Who Wrote Ronald Reagan's Radio Addresses ?
n his campaign for the U.S. presidency from 1975 to 1979, Ronald Reagan delivered over 1000 radio broadcasts. For over 600 of these we have direct evidence of Reagan's authorship of the text of the speeches, in the form of yellow pads, with material written ``in his own hand''. The aim of this study was to determine the authorship of 314 of the broadcasts for which no direct evidence is available.

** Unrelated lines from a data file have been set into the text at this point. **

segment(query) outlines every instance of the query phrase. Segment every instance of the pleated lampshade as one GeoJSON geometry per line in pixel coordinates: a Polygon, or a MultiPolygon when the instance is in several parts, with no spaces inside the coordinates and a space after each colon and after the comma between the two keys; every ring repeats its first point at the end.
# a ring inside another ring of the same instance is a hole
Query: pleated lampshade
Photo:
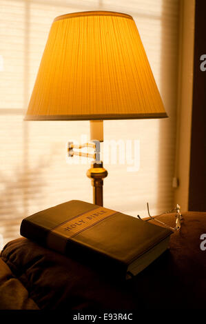
{"type": "Polygon", "coordinates": [[[25,120],[166,117],[131,16],[94,11],[54,19],[25,120]]]}

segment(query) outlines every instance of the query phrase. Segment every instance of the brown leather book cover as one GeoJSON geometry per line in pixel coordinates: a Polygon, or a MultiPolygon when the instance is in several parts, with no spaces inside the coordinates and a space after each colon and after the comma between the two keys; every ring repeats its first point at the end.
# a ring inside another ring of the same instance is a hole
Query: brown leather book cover
{"type": "Polygon", "coordinates": [[[167,248],[172,231],[73,200],[24,219],[20,233],[55,251],[112,272],[136,274],[167,248]],[[118,271],[119,271],[118,270],[118,271]]]}

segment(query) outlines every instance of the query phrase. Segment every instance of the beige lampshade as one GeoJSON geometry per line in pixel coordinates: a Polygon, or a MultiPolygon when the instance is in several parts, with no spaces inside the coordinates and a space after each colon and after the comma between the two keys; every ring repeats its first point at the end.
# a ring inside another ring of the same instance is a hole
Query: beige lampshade
{"type": "Polygon", "coordinates": [[[131,16],[92,11],[54,19],[25,120],[166,117],[131,16]]]}

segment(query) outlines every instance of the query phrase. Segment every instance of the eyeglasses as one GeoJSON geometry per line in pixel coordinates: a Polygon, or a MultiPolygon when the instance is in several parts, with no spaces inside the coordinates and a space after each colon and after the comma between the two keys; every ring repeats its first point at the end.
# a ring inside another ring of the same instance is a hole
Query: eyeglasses
{"type": "MultiPolygon", "coordinates": [[[[150,212],[150,210],[149,210],[149,203],[147,203],[147,206],[148,215],[149,215],[150,218],[148,219],[144,220],[145,221],[151,221],[151,219],[154,219],[154,221],[160,223],[161,224],[163,225],[164,226],[166,226],[167,227],[170,228],[170,230],[172,230],[173,231],[178,231],[178,230],[180,230],[180,228],[181,227],[181,221],[183,219],[183,217],[182,217],[182,214],[181,214],[181,206],[178,204],[177,204],[176,206],[174,208],[172,208],[172,210],[168,210],[167,212],[164,212],[162,214],[160,214],[159,215],[156,215],[156,216],[151,216],[150,212]],[[165,214],[170,214],[171,212],[176,212],[176,215],[175,215],[175,216],[176,216],[176,222],[175,222],[176,225],[175,225],[174,227],[172,227],[169,226],[169,225],[165,224],[165,223],[163,223],[163,221],[160,221],[159,219],[156,219],[156,217],[158,217],[159,216],[164,215],[165,214]]],[[[143,221],[143,219],[141,219],[139,215],[137,215],[137,217],[139,219],[143,221]]]]}

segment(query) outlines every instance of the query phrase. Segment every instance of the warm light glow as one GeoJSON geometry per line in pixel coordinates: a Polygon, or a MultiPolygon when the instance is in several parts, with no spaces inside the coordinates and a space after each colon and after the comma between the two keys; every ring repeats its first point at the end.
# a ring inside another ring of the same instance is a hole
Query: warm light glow
{"type": "Polygon", "coordinates": [[[165,117],[131,16],[96,11],[54,19],[26,120],[165,117]]]}

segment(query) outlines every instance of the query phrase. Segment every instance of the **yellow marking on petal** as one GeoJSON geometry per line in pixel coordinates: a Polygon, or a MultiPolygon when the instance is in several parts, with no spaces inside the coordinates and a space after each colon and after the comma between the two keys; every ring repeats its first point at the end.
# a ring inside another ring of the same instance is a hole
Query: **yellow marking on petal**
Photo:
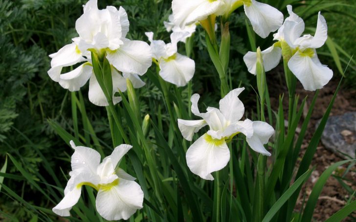
{"type": "Polygon", "coordinates": [[[232,135],[231,135],[229,137],[225,137],[225,138],[224,138],[224,139],[225,140],[225,141],[226,142],[230,142],[230,141],[231,141],[231,140],[232,140],[232,138],[234,136],[236,136],[237,134],[239,134],[240,133],[241,133],[241,132],[238,132],[237,133],[234,133],[234,134],[232,134],[232,135]]]}
{"type": "Polygon", "coordinates": [[[171,56],[167,59],[163,59],[165,61],[168,62],[172,60],[174,60],[177,58],[177,53],[175,53],[173,56],[171,56]]]}
{"type": "Polygon", "coordinates": [[[225,140],[222,138],[221,140],[218,140],[217,139],[213,139],[211,137],[211,136],[205,134],[204,136],[204,139],[209,143],[212,143],[215,146],[220,146],[225,142],[225,140]]]}
{"type": "Polygon", "coordinates": [[[80,188],[82,186],[84,186],[84,185],[87,185],[89,186],[91,186],[91,187],[93,188],[94,189],[96,189],[96,190],[98,190],[99,189],[98,187],[94,185],[93,184],[91,183],[91,182],[81,182],[80,183],[78,183],[76,186],[77,188],[80,188]]]}
{"type": "Polygon", "coordinates": [[[300,55],[302,56],[308,56],[312,58],[314,56],[314,51],[312,49],[308,48],[303,52],[299,50],[299,52],[300,52],[300,55]]]}
{"type": "Polygon", "coordinates": [[[109,191],[111,190],[112,187],[119,184],[119,179],[116,179],[112,182],[107,184],[99,184],[99,189],[102,190],[103,191],[109,191]]]}
{"type": "Polygon", "coordinates": [[[82,54],[82,52],[79,49],[79,48],[78,47],[78,45],[75,46],[75,53],[77,54],[82,54]]]}
{"type": "Polygon", "coordinates": [[[251,0],[242,0],[242,1],[244,2],[244,4],[247,7],[251,6],[252,4],[252,2],[251,2],[251,0]]]}

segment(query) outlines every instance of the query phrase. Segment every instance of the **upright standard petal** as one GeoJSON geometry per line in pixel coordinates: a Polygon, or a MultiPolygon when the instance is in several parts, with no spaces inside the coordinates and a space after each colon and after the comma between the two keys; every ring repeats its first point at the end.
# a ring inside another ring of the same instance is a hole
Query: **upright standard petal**
{"type": "MultiPolygon", "coordinates": [[[[118,81],[116,80],[116,78],[121,79],[118,74],[116,76],[114,75],[114,73],[111,73],[112,75],[112,83],[113,85],[115,82],[118,81]]],[[[123,77],[121,77],[123,79],[123,81],[126,82],[126,80],[123,77]]],[[[119,80],[119,82],[121,81],[119,80]]],[[[118,90],[117,88],[113,87],[113,91],[114,92],[118,92],[118,90]]],[[[91,102],[93,104],[99,106],[107,106],[109,105],[108,100],[105,97],[105,95],[104,94],[104,92],[101,89],[98,81],[96,80],[96,78],[95,75],[93,75],[90,77],[89,80],[89,101],[91,102]]],[[[119,97],[112,96],[112,101],[114,104],[115,104],[121,101],[121,98],[119,97]]]]}
{"type": "Polygon", "coordinates": [[[125,40],[117,50],[108,52],[107,59],[118,70],[143,75],[152,63],[151,47],[142,41],[125,40]]]}
{"type": "MultiPolygon", "coordinates": [[[[273,45],[267,48],[261,52],[263,66],[265,71],[268,72],[277,66],[282,57],[282,50],[279,47],[273,45]]],[[[248,72],[256,75],[256,65],[257,61],[257,54],[254,52],[248,52],[244,56],[244,61],[247,67],[248,72]]]]}
{"type": "Polygon", "coordinates": [[[108,221],[127,220],[143,207],[143,192],[134,181],[120,179],[114,185],[100,189],[96,196],[98,212],[108,221]]]}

Peter Hannaford had been Reagan's main aide in drafting texts for the radio addresses during the years 1976-79, whereas the situation was less clear in 1975, thus we learned both how to discriminate between the writing styles of Reagan and Hannaford, and we focused on stylistic differences between Reagan and the undistinguished pool of his collaborators to properly address the prediction problem for speeches delivered in different epochs. We explored a wide range of off-the-shelf classification methods as well as fully Bayesian Poisson and Negative-Binomial models for word counts. Simple majority voting reinforced the cross-validated accuracies of our predictions on speeches of known authorship, that settled beyond 90% in most cases. We produced separate sets of predictions using the most accurate classification methods and the fully Bayesian models, for the 314 speeches whose author is uncertain. All the predictions agree on 135 of the ``unknown'' speeches, whereas the fully Bayesian models agree on 289 of them. We further approximated log-odds of authorship as a measure of the strength of our predictions.